The dataset source was 90 formalin-fixed paraffin-embedded hematoxylin-and-eosin-stained histopathology slides with 4-μm-thick sections of urinary bladder lesions that were either cystitis (43 slides) or UCC (47 slides). Slides were obtained from 74 specimens from the Departments of Pathology of both the Faculty of Medicine and the Cancer Institute in our university. The UCC slides were of different pathological stages: pTa (five slides), pT1 (nine slides), pT2 (28 slides), and pT3a (five slides). Slides were photographed using an Olympus® E-330 digital camera mounted on an Olympus® CX31 light microscope by an Olympus® E330-ADU1.2X adapter. Magnification of the microscope was set to 20x. Certain camera settings were adjusted before photographing. The shutter speed, aperture value, International Organization for Standardization (ISO) sensitivity to light, and white balance were set automatically. Exposure compensation value, which controls the brightness, was set to +1.0. Images were set to have a resolution of 3,136x2,352 pixels, a Joint Photographic Experts Group (JPEG) format, and a 1:2.7 compression rate. Non-overlapping photographs of all available tissue areas on each slide were systematically obtained. This resulted in a total of 14,891 images.

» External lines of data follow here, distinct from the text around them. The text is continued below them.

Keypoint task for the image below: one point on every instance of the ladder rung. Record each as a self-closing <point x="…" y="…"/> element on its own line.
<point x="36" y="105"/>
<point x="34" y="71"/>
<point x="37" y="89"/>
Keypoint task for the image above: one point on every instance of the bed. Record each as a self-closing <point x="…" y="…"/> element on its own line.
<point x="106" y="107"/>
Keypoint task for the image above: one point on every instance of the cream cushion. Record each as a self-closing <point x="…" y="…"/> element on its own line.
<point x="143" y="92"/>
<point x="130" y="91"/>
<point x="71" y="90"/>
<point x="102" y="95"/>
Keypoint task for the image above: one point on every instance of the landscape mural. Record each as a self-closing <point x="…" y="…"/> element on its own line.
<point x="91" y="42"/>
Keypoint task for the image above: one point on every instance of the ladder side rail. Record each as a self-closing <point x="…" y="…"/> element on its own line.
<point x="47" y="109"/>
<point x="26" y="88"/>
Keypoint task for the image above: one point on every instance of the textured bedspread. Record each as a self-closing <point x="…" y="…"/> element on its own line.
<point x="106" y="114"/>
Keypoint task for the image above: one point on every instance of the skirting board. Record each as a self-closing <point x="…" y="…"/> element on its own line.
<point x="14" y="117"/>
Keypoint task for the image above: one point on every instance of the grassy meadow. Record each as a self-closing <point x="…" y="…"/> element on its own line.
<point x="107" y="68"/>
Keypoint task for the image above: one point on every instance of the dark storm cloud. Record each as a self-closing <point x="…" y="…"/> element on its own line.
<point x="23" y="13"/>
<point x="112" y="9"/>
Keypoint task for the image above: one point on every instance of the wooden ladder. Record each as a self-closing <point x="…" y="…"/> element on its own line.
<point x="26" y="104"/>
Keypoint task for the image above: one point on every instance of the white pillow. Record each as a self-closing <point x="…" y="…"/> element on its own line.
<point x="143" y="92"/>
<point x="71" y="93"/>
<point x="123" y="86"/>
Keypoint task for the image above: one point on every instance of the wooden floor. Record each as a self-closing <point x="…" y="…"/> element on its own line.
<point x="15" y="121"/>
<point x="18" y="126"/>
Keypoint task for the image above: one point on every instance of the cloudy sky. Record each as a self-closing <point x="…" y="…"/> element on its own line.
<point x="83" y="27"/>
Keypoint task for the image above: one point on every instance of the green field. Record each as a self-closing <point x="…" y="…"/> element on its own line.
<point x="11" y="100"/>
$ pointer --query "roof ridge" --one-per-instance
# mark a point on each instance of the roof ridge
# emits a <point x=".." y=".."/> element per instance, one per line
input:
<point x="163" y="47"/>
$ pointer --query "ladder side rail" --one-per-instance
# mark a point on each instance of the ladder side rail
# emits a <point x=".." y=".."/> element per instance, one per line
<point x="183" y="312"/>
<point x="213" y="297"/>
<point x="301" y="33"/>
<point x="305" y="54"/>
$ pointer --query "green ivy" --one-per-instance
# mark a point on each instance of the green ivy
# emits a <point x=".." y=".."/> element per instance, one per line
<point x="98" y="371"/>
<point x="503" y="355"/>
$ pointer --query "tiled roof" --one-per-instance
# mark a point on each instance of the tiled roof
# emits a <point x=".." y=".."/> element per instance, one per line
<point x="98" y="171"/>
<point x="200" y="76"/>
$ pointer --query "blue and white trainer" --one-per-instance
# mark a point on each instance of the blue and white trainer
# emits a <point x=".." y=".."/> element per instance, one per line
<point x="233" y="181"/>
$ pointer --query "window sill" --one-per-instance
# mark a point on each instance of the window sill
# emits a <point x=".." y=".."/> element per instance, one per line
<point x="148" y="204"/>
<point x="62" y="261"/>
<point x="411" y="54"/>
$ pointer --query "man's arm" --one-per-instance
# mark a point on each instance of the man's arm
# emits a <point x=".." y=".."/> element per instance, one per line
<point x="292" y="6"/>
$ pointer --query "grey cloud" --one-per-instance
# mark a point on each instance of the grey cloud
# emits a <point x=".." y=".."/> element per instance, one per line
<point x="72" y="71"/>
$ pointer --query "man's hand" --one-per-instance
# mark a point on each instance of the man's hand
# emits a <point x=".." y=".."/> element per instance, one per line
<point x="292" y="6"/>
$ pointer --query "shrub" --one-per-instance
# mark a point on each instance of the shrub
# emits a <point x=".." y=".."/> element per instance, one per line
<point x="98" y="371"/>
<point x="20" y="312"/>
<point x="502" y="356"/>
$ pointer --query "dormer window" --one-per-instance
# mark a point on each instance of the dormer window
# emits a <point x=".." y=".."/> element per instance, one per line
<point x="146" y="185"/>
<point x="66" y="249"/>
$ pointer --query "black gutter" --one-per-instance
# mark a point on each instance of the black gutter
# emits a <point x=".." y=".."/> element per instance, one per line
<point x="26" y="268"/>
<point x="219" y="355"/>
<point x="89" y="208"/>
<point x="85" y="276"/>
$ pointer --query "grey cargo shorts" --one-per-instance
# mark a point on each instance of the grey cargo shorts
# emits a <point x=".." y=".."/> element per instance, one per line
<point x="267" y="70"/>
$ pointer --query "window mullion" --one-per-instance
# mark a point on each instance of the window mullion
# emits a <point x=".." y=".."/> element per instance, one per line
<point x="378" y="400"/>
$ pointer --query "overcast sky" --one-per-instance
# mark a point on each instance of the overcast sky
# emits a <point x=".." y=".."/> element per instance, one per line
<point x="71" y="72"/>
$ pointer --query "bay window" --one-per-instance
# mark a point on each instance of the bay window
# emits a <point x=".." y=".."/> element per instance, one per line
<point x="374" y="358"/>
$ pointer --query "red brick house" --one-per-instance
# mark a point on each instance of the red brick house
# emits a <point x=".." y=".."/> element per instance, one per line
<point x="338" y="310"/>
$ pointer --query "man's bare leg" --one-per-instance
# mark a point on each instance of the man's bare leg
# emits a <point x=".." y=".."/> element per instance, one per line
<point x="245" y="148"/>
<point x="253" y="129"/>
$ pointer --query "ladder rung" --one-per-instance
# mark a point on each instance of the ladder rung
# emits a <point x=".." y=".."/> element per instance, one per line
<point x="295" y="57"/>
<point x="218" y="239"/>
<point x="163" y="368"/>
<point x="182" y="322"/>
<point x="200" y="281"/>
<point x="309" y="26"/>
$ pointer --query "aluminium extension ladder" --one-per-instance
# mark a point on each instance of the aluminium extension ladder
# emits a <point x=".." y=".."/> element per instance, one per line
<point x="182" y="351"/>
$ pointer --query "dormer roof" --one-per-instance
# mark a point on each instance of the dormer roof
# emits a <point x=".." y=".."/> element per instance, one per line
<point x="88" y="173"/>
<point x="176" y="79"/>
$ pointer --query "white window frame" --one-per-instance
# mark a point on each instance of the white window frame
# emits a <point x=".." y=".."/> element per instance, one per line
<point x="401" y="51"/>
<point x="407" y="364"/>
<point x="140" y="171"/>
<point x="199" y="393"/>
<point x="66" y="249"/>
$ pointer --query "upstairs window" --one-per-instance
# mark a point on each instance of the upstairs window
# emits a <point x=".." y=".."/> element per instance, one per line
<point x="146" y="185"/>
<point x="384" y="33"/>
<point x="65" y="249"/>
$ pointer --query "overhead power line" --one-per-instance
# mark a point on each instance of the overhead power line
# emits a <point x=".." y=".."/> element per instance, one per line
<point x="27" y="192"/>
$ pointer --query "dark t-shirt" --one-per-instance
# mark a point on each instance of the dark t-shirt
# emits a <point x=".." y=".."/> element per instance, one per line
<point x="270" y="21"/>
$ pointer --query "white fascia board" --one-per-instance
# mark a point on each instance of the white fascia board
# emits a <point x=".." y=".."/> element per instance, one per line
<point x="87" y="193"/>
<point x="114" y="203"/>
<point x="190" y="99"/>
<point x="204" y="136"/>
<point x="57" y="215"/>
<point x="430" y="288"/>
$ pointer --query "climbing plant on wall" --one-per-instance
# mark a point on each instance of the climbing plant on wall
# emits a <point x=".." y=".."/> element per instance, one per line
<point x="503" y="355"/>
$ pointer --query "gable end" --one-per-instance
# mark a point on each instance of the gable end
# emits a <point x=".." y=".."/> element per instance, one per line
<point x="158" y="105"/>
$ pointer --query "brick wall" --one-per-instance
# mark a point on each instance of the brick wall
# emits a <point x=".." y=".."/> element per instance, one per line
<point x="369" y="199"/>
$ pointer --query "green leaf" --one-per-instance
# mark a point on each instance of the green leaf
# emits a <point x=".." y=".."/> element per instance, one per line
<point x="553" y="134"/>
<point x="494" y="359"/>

Regardless of the slide-level diagnoses, the pathologist in our team manually classified all of the obtained images into three categories: inflammation, UCC, and invalid. An image-level (also known as patch-level) diagnosis of inflammation was based on the presence of inflammatory cell infiltrate in the form of lymphocytes, plasma cells, eosinophils, and/or polymorphs, in the absence of any malignant cells. An image-level diagnosis of UCC was based on the presence of malignant urothelial cells showing features of anaplasia in the form of pleomorphism, hyperchromatism, increased nuclear-cytoplasmic ratio, and increased mitotic figures. These malignant cells may be arranged in papillae, sheets, or groups. They may also be present as single cells. An image was considered invalid when it contained no sufficient criteria to be included in one of the other two categories, even if it only contained normal urinary bladder tissue. Also, an image was considered invalid if it contained tissues that were processed too badly to be diagnosed. The pathologist's classification resulted in a total of 5,948 inflammation images, 5,811 UCC images, and 3,132 invalid images. Invalid images were not excluded.